Что касается карт… Опасаюсь азартных игр и никогда не играю (наверное, потому, что сам азартен)… Женщины – это разговор особый (но об этом чуть позже). А водка? Пью по праздникам да и в будний день, если компания стоящая… «Ничто человеческое нам не чуждо», – так, кажется, у классика…
Правда, на службе – ни грамма! Впрочем, грешен, братцы, был один случай – нарушил эту заповедь. И вот по какому поводу…
Несколько лет назад, в канун Восьмого марта, о котором мой преподаватель по академии написал стишок:
Иду домой, несу цветы,
И мысль одна свербит в затылке:
«А вдруг на женский праздник ты
Купить забыла мне бутылку…» —
оказался я и без цветов, и без бутылки – ответственным по политотделу дивизии.

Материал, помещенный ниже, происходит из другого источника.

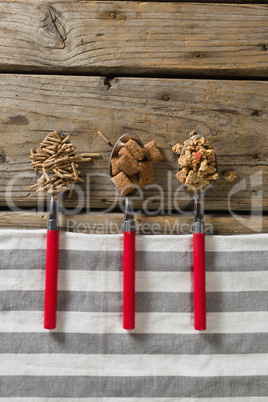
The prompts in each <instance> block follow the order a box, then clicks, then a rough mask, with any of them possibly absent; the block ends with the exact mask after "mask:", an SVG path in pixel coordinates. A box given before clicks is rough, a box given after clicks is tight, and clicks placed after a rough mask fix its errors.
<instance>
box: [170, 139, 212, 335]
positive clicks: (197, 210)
mask: <svg viewBox="0 0 268 402" xmlns="http://www.w3.org/2000/svg"><path fill="white" fill-rule="evenodd" d="M196 137H199V138H202V137H203V138H205V137H204V136H203V135H199V134H195V135H193V136H192V137H190V138H189V140H188V141H187V142H186V143H185V144H184V147H183V149H182V151H181V153H180V157H181V156H182V155H183V154H184V150H185V148H186V147H187V145H188V142H189V141H190V140H191V139H193V138H196ZM205 140H206V138H205ZM215 162H216V163H215V168H216V172H218V166H217V160H216V156H215ZM177 171H178V172H179V171H180V166H179V163H178V169H177ZM214 184H215V181H213V182H210V183H209V184H208V185H207V186H206V187H204V188H200V189H199V190H195V191H194V192H192V191H190V190H189V189H188V186H187V185H185V184H182V186H183V188H184V189H185V190H186V191H187V193H188V194H190V196H191V197H192V198H193V199H194V233H193V288H194V329H196V330H198V331H203V330H205V329H206V257H205V231H204V196H205V194H206V193H207V192H208V191H209V190H210V189H211V188H212V187H213V186H214Z"/></svg>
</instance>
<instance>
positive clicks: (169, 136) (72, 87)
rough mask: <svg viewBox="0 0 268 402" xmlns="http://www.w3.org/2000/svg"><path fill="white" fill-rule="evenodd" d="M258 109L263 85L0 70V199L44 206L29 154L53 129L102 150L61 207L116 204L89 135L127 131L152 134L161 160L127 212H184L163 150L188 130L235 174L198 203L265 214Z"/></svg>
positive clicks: (73, 141) (224, 167) (100, 160)
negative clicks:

«Дивизия», к слову, одно название – «кадр»: офицеров – полный штат, а солдат и батальона не наберется. Но представительные органы все, честь по чести: штаб, политотдел, партучёт и т. д. и т. п. Вот по этой «куцей» воинской части и заступил я ответственным. Или, справедливее сказать, безответственным, так как никакими уставами пост сей не предусмотрен и не регламентирован, а является изобретением какого-то начальника перестроечной эпохи. На деле всё выглядело так: ходи себе по территории части целые сутки, «пинай воздух» и не мешай дежурному офицеру, который и так заинструктирован до предела (праздник как-никак)…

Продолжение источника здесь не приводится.